Gulf (Texas, Oklahoma, Kansas, Missouri, Arkansas, Louisiana)
The Gulf States saw the most significant increase in rain totals with annual averages going up by 2.8mm per year. There were also significant increases in the number of warm nights, wet days and rain intensity. While there was a significant decrease in the growing season length, it was most pronounced in the northern states and possibly linked to the significant decrease in frost days. Interestingly, there was a significant decrease in warm days, which the researchers think could be linked to the increase in rain (more clouds = less sunlight beating down on you).
American Southwest (Utah, Colorado, Arizona, New Mexico)
Climatically, this one is a real mixed bag going from amazing ski mountains all the way to New Mexican desert. However, there were still some overarching trends. There were significant increases in warm days and nights, rain totals, rain intensity and wet days. There was a significant decrease in frost days and an increase in very wet days and the growing season. The paper noted that while the increase in rain in the Southwest is currently positive, that growing extremes in temperature and the evaporation associated with it will likely negate this factor in the future.
One large concern was the decrease in frost days, given that much of the flow from the Colorado River comes from snowmelt, which was wonderfully understated as:
‘While best management practices may be able to mitigate the risk of widespread system failure, current levels of development in arid areas of the region may be unsustainable.’
This is scientist for ‘you either deal with this now, or something’s going to give in a really nasty way later’. Or, as one of my favourite climate bloggers Joe Romm says ‘Hell and High Water’ which will bring us the next Dust Bowl.
The final segment in Western North America had significant decreases in frost days (as did all of Western North America), significant increases in warm nights and increases in all the other indicators. This may seem milder; however the researchers warn that California had substantial warming with only a slight increase in precipitation. This will be deadly as climate change continues. As the paper states:
‘A decline in the availability of water supplies may make the current intensive agriculture industry in California’s Central Valley unsustainable in the long term.’
Did you hear that? It’s the sound of your favourite Napa wine grapes shrivelling and dying in the heat.
So what does this all mean? Well, long story short it means that while we here in Canada aren’t experiencing the worst of climate extremes yet, and while each region of North America will change specifically based on their local climate, we haven’t seen anything yet.

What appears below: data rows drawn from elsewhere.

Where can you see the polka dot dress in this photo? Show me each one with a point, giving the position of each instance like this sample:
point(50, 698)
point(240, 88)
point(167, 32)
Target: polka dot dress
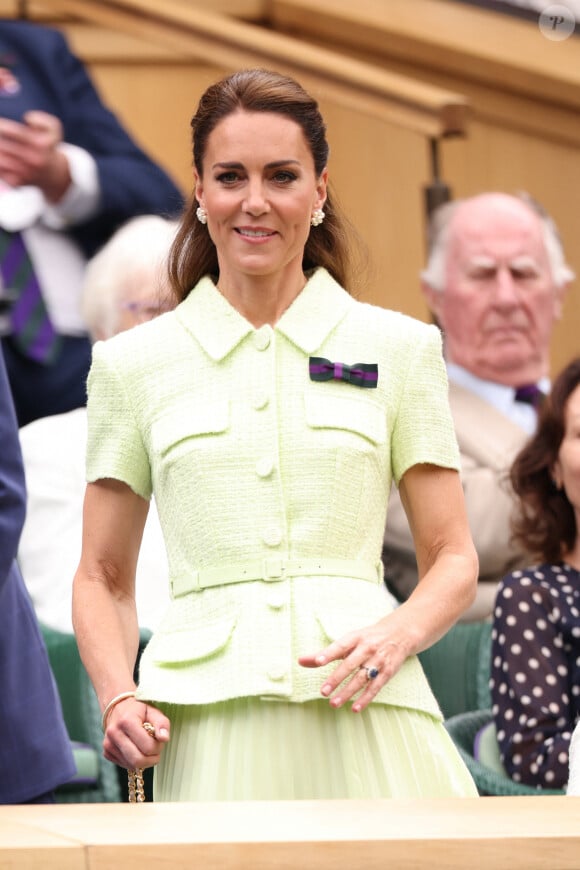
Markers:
point(535, 682)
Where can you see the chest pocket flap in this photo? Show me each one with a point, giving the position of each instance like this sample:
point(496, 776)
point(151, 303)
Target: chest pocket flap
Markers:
point(207, 416)
point(353, 414)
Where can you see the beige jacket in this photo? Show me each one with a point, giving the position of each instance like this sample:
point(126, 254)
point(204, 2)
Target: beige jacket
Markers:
point(488, 443)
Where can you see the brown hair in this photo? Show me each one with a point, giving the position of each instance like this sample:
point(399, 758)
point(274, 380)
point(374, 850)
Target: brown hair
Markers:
point(546, 523)
point(193, 253)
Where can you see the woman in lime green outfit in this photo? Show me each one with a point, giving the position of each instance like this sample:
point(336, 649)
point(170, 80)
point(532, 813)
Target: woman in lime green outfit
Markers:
point(269, 414)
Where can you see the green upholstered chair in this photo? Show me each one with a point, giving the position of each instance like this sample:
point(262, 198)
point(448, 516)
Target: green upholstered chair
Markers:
point(458, 668)
point(473, 733)
point(97, 779)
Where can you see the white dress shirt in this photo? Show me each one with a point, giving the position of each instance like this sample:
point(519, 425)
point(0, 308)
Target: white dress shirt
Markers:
point(58, 261)
point(500, 396)
point(53, 449)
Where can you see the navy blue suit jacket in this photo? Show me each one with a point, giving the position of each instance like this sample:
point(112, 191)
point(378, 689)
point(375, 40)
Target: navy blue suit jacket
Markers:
point(54, 80)
point(35, 752)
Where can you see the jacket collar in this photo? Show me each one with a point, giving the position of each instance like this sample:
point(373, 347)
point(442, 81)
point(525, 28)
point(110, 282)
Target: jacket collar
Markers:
point(219, 327)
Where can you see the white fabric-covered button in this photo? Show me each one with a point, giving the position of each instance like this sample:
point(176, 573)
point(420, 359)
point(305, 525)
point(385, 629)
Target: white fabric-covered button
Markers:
point(277, 600)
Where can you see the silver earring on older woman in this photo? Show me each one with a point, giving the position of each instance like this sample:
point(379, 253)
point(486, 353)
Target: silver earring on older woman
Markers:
point(317, 217)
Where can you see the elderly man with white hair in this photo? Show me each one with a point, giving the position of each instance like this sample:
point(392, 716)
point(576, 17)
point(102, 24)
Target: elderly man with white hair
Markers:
point(495, 282)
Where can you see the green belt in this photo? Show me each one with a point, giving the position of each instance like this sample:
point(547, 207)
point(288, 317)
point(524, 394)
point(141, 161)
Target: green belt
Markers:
point(273, 570)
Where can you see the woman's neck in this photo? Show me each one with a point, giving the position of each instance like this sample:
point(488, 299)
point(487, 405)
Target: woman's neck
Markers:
point(262, 299)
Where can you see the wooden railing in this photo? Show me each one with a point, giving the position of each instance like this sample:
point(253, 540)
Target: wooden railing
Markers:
point(194, 33)
point(492, 833)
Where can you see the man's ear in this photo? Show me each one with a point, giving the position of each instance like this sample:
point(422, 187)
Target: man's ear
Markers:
point(433, 298)
point(559, 296)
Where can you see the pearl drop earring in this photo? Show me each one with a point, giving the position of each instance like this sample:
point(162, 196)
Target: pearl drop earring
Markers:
point(317, 217)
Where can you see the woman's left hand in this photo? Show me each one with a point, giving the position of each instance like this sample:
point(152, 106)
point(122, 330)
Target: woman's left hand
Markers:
point(368, 658)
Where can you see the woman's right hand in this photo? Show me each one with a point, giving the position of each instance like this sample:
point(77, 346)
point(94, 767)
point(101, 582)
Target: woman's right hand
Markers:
point(127, 742)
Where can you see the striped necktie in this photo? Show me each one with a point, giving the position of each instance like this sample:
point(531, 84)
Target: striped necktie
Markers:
point(31, 329)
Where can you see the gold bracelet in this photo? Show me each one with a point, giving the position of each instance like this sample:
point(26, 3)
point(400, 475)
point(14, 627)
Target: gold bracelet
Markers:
point(136, 786)
point(113, 703)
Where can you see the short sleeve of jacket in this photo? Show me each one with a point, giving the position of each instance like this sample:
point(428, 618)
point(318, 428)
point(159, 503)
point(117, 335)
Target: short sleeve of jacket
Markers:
point(115, 447)
point(423, 429)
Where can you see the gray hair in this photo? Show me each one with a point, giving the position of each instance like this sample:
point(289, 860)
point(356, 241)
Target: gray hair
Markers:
point(439, 233)
point(139, 248)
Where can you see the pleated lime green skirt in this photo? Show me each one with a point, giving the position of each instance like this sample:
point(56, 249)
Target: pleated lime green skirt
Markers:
point(254, 749)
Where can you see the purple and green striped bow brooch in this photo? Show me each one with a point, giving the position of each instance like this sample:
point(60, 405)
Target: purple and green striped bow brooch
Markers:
point(359, 374)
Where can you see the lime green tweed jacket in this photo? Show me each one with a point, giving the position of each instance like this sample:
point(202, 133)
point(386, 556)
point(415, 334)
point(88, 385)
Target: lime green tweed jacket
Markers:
point(253, 463)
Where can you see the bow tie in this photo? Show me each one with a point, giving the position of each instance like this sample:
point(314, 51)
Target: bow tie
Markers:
point(360, 374)
point(531, 394)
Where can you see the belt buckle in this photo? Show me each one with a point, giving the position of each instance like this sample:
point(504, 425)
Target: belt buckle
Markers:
point(272, 569)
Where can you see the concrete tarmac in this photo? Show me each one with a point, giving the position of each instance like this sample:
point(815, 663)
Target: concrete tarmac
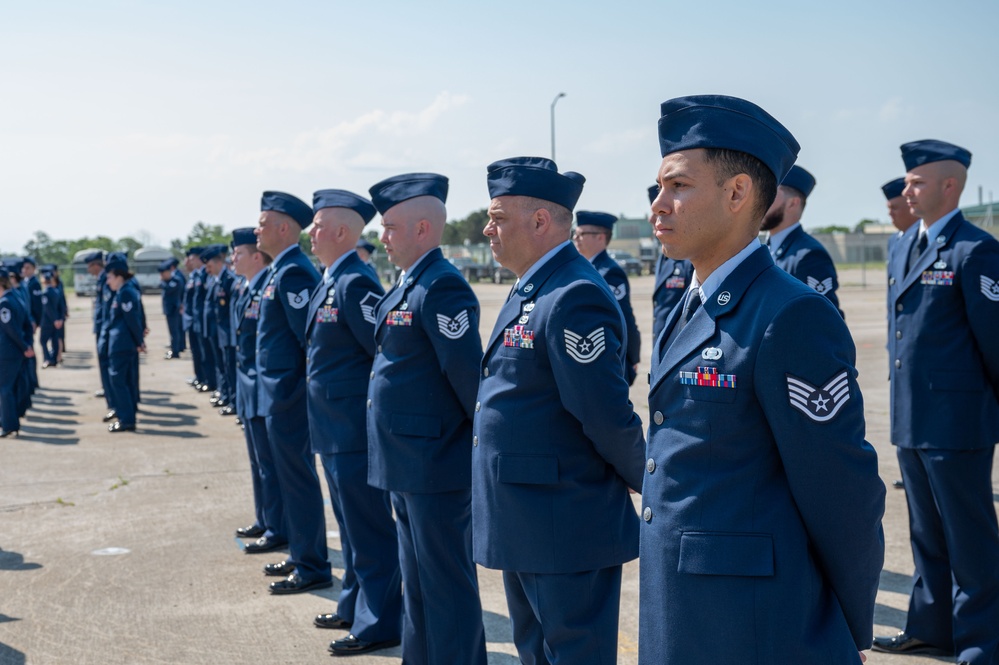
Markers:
point(120, 548)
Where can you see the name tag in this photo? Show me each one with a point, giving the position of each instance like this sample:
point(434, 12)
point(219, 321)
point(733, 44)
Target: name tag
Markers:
point(399, 318)
point(707, 376)
point(326, 315)
point(937, 278)
point(518, 338)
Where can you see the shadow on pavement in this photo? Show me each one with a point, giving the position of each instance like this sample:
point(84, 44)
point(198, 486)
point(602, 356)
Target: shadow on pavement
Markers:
point(15, 561)
point(10, 655)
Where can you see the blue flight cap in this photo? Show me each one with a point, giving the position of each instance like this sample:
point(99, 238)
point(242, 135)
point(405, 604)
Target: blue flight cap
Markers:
point(603, 219)
point(893, 189)
point(536, 177)
point(244, 236)
point(116, 262)
point(728, 123)
point(395, 190)
point(212, 251)
point(918, 153)
point(341, 198)
point(290, 205)
point(800, 179)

The long term trends are pretty clear for most areas (or at least statistically significant) and the consequences for communities and industries aren’t good. And that’s even before you start to think about non-linear climate responses and ecosystem tipping points. So, for the sake of the wine in Napa, the skiing in the Rockies, the agriculture in the prairies and the people who call New Mexico home, let’s stop burning carbon.